In 2011, Wayne Charlton decided to invest his £29,000 pension pot into an unregulated investment in Cambodia. The investment scheme, Sustainable Agro Energy, said it would enable investors to purchase land in Cambodia on which to grow jatropha trees that would later be used to create bio fuel. The scheme was later found to be fraudulent.
The three-day judicial hearing saw legal representatives from the SIPP administrator, the FOS, the Financial Conduct Authority and Wayne Charlton present their cases.
On the first day of the hearing, Berkeley Burke’s lawyers suggested the SIPP administrator would have needed a “crystal ball” to understand the obligations the FOS would place upon it when administering the case some three years after the investment was made.
Barrister Jonathan Kirk, who represented the firm, argued the ombudsman had considered tighter rules around due diligence requirements of SIPP providers that came into play in 2014, therefore applying retrospective legislation to a 2011 investment decision.
He also argued Berkeley Burke was not responsible for the due diligence the FOS came to expect of it, saying the firm merely executed the wishes of a client, as he stated it was obliged to do under the Conduct of Business Sourcebook (COBS) rule 11.2.
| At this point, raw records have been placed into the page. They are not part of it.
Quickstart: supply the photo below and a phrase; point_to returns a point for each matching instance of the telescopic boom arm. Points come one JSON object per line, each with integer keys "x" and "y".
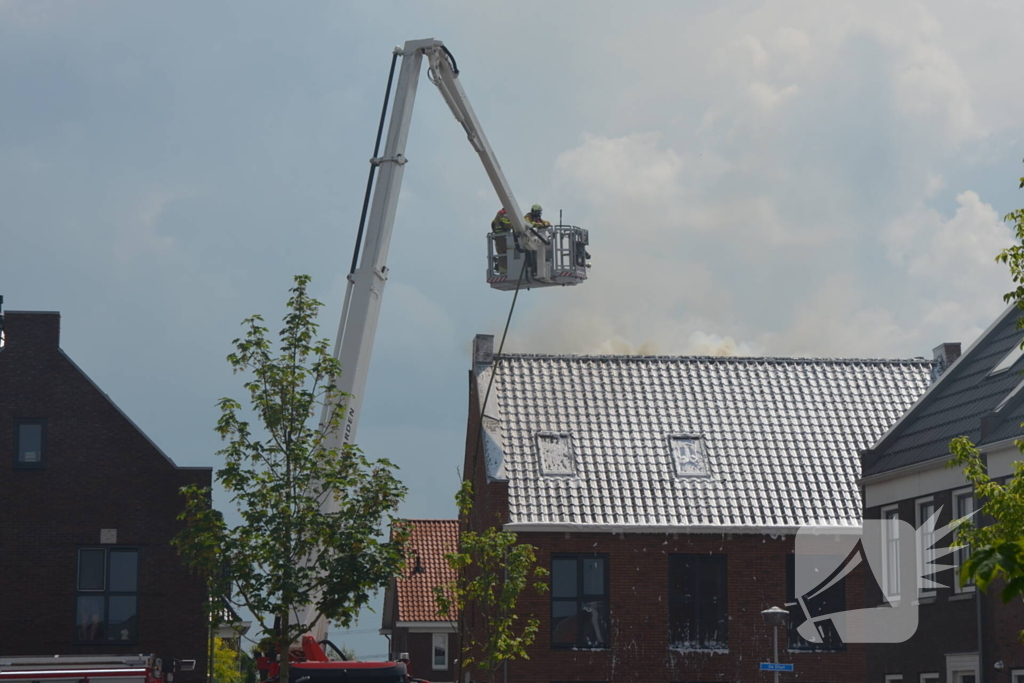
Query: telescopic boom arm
{"x": 366, "y": 283}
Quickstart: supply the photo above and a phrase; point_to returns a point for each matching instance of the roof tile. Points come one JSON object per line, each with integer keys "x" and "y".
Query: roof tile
{"x": 781, "y": 435}
{"x": 426, "y": 568}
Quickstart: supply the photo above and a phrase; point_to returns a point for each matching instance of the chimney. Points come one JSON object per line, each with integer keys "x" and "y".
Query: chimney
{"x": 945, "y": 354}
{"x": 31, "y": 329}
{"x": 483, "y": 349}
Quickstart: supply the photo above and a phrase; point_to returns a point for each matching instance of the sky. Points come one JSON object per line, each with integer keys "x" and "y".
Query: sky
{"x": 759, "y": 178}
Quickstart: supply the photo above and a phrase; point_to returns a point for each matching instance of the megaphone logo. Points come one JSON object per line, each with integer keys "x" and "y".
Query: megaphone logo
{"x": 902, "y": 561}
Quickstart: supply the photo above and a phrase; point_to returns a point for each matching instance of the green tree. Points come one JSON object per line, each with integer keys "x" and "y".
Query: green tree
{"x": 997, "y": 549}
{"x": 311, "y": 530}
{"x": 493, "y": 571}
{"x": 226, "y": 663}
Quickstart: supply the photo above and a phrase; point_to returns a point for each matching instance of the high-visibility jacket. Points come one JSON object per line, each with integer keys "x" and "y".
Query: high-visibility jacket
{"x": 536, "y": 222}
{"x": 501, "y": 223}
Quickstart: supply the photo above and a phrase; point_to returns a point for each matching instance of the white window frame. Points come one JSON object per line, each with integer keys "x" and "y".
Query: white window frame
{"x": 434, "y": 640}
{"x": 925, "y": 551}
{"x": 958, "y": 495}
{"x": 888, "y": 582}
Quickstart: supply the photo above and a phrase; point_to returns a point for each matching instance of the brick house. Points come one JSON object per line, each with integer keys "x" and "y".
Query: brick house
{"x": 410, "y": 616}
{"x": 90, "y": 506}
{"x": 663, "y": 494}
{"x": 979, "y": 395}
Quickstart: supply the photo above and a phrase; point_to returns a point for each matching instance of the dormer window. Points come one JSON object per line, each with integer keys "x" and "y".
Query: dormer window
{"x": 555, "y": 454}
{"x": 1009, "y": 359}
{"x": 688, "y": 456}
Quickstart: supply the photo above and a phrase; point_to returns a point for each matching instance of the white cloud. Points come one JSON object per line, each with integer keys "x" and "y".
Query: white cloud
{"x": 139, "y": 236}
{"x": 768, "y": 97}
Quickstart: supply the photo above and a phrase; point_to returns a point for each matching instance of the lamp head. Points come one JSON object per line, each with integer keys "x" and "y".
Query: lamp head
{"x": 775, "y": 615}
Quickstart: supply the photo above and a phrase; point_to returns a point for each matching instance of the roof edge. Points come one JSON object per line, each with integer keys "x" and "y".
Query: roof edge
{"x": 951, "y": 371}
{"x": 125, "y": 416}
{"x": 651, "y": 528}
{"x": 934, "y": 463}
{"x": 716, "y": 358}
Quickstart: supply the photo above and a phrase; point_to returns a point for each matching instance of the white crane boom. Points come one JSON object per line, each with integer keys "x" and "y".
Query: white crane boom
{"x": 366, "y": 283}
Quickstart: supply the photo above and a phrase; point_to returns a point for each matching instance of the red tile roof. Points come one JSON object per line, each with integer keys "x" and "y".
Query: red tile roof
{"x": 426, "y": 568}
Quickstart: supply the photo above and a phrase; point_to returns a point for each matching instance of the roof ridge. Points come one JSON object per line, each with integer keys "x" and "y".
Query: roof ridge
{"x": 428, "y": 519}
{"x": 919, "y": 360}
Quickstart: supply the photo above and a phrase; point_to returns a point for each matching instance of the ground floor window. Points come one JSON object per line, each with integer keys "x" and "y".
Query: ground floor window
{"x": 107, "y": 597}
{"x": 580, "y": 601}
{"x": 697, "y": 614}
{"x": 440, "y": 650}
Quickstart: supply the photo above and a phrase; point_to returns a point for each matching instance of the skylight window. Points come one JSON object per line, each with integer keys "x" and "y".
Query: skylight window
{"x": 688, "y": 456}
{"x": 555, "y": 454}
{"x": 1009, "y": 359}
The following day the FOS accused the SIPP administrator of simply “ticking boxes“. Barrister James Strachan, who was representing the FOS, argued Berkeley Burke failed to carry out adequate due diligence because it did not consider the COBS rule in light of wider legislation and the principles that sit alongside the COBS rules – namely that the rules were written to enhance consumer protections.